The picture on the left was taken during daytime, the picture on the right at night. Look at the cat’s eyes: the pupils are small when there is a lot of light, but then they are wide with little light.
The central part of the retina displays extraordinary visual discrimination, thanks to the tiny size of the closely packed, light sensitive cones located there.
This area with maximum resolution covers only 1° of the eye’s field-of-view. At night, the periphery of the retina is used; it has an incredible sensitivity to light but a very poor ability to distinguish details.
First and foremost, a k-space is a mental concept. There is no hardware in an MR machine corresponding to it. It is a platform to collect, store, and process complex data. These data represent thousands of sine and cosine waves which build the MR image.
The term k-space is mathematical. The letter ‘k’ is used by mathematicians and physicists to describe spatial frequency, for instance, in the propagation of sound, light, or, in general, electromagnetic waves.
One way of understanding the concepts and mechanisms of k-space is looking at a different physical property which, perhaps, is simpler to imagine: the collection and processing of light by a lens, as Mezrich explains in his introduction to k-space [⇒ Mezrich 1995].
The processing of the incoming light to an image by the lens determines to a great extent its resolution, size, and contrast. The light passing through the lens is bent slightly in the center, increasingly towards the edges. In a perfect lens, the light will meet in one point, the focus, and then create an inverted image (Figure 07-02).
Figure 07-02:
Image processing by a lens.
The processing of the light data by a lens is more complicated than generally thought: there is no point-to-point correspondence between points within the lens — or within a center plane in the middle of the lens — and the final image created by the lens. All points within the lens process data from all points of the original object. However, for our purposes we could imagine such a center plane as the location where processing takes place (Figure 07-03).
Figure 07-03:
Image processing by a lens with a fictitious image-processing plane.

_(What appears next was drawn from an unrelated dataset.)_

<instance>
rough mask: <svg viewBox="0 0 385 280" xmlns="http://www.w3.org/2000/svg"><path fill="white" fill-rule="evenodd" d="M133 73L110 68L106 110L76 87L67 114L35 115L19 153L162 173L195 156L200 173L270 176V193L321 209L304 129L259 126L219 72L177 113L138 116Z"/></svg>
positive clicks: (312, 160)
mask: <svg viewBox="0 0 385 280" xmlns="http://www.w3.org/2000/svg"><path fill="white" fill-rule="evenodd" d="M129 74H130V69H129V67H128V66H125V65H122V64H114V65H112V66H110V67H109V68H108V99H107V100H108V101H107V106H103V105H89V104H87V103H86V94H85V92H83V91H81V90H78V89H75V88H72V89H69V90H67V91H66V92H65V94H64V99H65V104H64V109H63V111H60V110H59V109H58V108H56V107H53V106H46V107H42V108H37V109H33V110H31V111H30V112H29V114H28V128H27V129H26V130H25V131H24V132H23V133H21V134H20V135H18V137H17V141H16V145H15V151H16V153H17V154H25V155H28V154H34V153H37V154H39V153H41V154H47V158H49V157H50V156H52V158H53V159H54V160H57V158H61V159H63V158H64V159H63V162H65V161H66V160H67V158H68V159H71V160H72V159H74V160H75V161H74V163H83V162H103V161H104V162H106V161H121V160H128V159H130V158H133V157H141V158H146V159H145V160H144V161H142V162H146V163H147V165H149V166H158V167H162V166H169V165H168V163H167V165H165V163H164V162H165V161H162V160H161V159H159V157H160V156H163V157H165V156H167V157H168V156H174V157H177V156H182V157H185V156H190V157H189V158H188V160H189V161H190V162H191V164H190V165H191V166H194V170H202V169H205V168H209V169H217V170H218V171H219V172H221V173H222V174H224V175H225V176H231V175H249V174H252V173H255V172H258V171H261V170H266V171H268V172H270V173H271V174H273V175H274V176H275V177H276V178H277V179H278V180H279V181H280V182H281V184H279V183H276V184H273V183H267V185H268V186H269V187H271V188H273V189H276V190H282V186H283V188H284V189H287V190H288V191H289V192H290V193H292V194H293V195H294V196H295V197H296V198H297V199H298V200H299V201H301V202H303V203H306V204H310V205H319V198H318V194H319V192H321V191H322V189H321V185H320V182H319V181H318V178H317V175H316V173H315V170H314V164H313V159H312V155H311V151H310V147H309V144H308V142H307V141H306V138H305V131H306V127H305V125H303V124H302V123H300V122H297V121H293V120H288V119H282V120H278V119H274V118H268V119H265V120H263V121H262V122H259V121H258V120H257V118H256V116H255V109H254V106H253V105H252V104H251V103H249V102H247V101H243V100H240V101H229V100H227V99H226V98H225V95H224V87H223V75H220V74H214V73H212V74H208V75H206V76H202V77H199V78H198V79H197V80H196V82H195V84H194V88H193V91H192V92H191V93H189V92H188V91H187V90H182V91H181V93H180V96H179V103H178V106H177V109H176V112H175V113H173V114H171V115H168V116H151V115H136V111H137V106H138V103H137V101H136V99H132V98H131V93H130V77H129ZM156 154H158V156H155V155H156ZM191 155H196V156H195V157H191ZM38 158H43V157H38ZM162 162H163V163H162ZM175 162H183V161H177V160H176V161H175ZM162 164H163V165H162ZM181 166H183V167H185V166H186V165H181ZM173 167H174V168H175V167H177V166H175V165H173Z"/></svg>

Visible light actually consists of different frequencies. As we have already seen in Chapter 2, a prism can make a frequency analysis. A lens is more sophisticated. We can consider it as a special filter which, depending on its characteristics, lets some or all of these frequencies pass. It accepts signals, analyses them, processes them, and creates an image; basically, it performs a Fourier transform. We have assumed that the Fourier transform is accomplished in a fictitious central plane of the lens. In front of the lens, we can set instruments performing optical functions, for instance an iris, or we can change the size of a lens (Figure 07-04).
Figure 07-04:
Increasing the size of a lens with the same focus improves image resolution because the individual image points are smaller — the same holds for k-space: larger k-space with the same field-of-view means better spatial resolution of the image.
Changing the size of the lens or an iris influences the size of our processing plane. The steeper the angle the light makes within the lens, the sharper the focus will be; the larger the lens, the better image resolution will be. The sharpness of the final image is determined by the outer parts of our 'Fourier' plane. Points in the outer regions of the plane contribute more to image resolution than points close to the center because they allow higher spatial frequencies to pass through.
Lower spatial frequencies are closer to the center. Their main responsibility is the distribution of brightness and darkness. This means that they are responsible for image contrast.